Email Authentication
flowchart LR
a(potential signup) --signup with email address and password --> z(AUTH_USER_MODEL populated)
This boilerplate adopts the following allauth settings:
/config/settings/_auth.py
...
"""Authentication will be by email vs. username"""
ACCOUNT_EMAIL_REQUIRED = True # (1)
ACCOUNT_USERNAME_REQUIRED = False # (2)
ACCOUNT_AUTHENTICATION_METHOD = "email" # (3)
ACCOUNT_EMAIL_VERIFICATION = "mandatory" # (4)
"""Authentication protocol"""
ACCOUNT_SIGNUP_PASSWORD_ENTER_TWICE = False
ACCOUNT_EMAIL_CONFIRMATION_EXPIRE_DAYS = 1
ACCOUNT_EMAIL_SUBJECT_PREFIX = "" # (5)
ACCOUNT_LOGIN_ATTEMPTS_TIMEOUT = 86400 # (6)

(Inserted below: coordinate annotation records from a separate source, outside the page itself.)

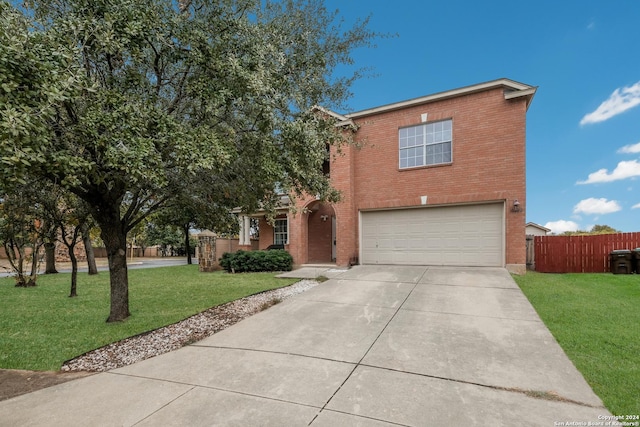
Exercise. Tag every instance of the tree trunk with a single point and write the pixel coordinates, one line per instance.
(88, 249)
(35, 262)
(114, 236)
(50, 258)
(74, 271)
(187, 243)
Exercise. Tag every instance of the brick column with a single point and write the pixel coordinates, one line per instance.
(207, 251)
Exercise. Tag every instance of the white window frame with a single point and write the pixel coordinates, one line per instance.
(422, 141)
(278, 233)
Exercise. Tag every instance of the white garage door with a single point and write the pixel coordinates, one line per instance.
(469, 235)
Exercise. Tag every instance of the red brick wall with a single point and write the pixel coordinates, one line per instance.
(488, 165)
(488, 160)
(319, 231)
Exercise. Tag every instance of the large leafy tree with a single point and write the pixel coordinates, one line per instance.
(123, 101)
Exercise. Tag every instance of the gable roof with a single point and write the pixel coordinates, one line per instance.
(512, 90)
(533, 224)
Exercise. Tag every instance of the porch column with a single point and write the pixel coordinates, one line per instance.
(241, 240)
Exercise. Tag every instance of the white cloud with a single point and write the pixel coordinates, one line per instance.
(559, 227)
(593, 206)
(620, 101)
(624, 170)
(631, 149)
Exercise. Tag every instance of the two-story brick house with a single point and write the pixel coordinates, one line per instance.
(436, 180)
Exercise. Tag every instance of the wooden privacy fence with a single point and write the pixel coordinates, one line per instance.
(580, 254)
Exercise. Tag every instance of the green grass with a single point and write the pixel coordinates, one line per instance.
(41, 327)
(596, 320)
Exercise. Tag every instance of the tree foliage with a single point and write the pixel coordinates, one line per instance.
(122, 102)
(21, 231)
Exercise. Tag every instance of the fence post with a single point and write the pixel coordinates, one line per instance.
(531, 253)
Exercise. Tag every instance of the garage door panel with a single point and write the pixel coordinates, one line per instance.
(457, 235)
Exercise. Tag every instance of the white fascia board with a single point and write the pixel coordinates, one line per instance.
(515, 89)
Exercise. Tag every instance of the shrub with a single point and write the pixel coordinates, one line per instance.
(254, 261)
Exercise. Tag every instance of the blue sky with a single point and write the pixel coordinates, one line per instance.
(583, 127)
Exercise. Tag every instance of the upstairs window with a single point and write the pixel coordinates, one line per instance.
(425, 144)
(281, 232)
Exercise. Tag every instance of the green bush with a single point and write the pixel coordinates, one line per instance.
(254, 261)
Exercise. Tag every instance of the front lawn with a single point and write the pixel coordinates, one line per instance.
(41, 327)
(596, 320)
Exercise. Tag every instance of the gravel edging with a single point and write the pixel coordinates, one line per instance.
(171, 337)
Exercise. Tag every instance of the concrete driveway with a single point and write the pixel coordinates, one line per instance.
(374, 346)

ACCOUNT_LOGIN_ATTEMPTS_LIMIT = 5
ACCOUNT_LOGOUT_ON_GET = True # (7)
ACCOUNT_EMAIL_CONFIRMATION_AUTHENTICATED_REDIRECT_URL = "account_email" # (8)
LOGIN_REDIRECT_URL = "profiles:settings" # (9)
- The user is required to hand over an e-mail address when signing up.
- The user is required to enter a username when signing up. Note that the user will be asked to do so even if ACCOUNT_AUTHENTICATION_METHOD is set to email. Set to False when you do not wish to prompt the user to enter a username.
- Specifies the login method to use – whether the user logs in by entering their username, e-mail address, or either one of both. Setting this to "email" requires ACCOUNT_EMAIL_REQUIRED=True/
- Determines the e-mail verification method during signup – choose one of "mandatory", "optional", or "none". Setting this to “mandatory” requires ACCOUNT_EMAIL_REQUIRED to be True. When set to “mandatory” the user is blocked from logging in until the email address is verified.
- Instead of using
[Site]:
in the subject, remove it by replacing the prefix to an empty string""
""" - 86400 seconds = 1 day
- User does not need to confirm logout on click.
- When user is already logged in and adds an email address to his profile, redirect to django-allauth's email settings' reverse URL.
- On login, redirect to profile settings' reverse URL.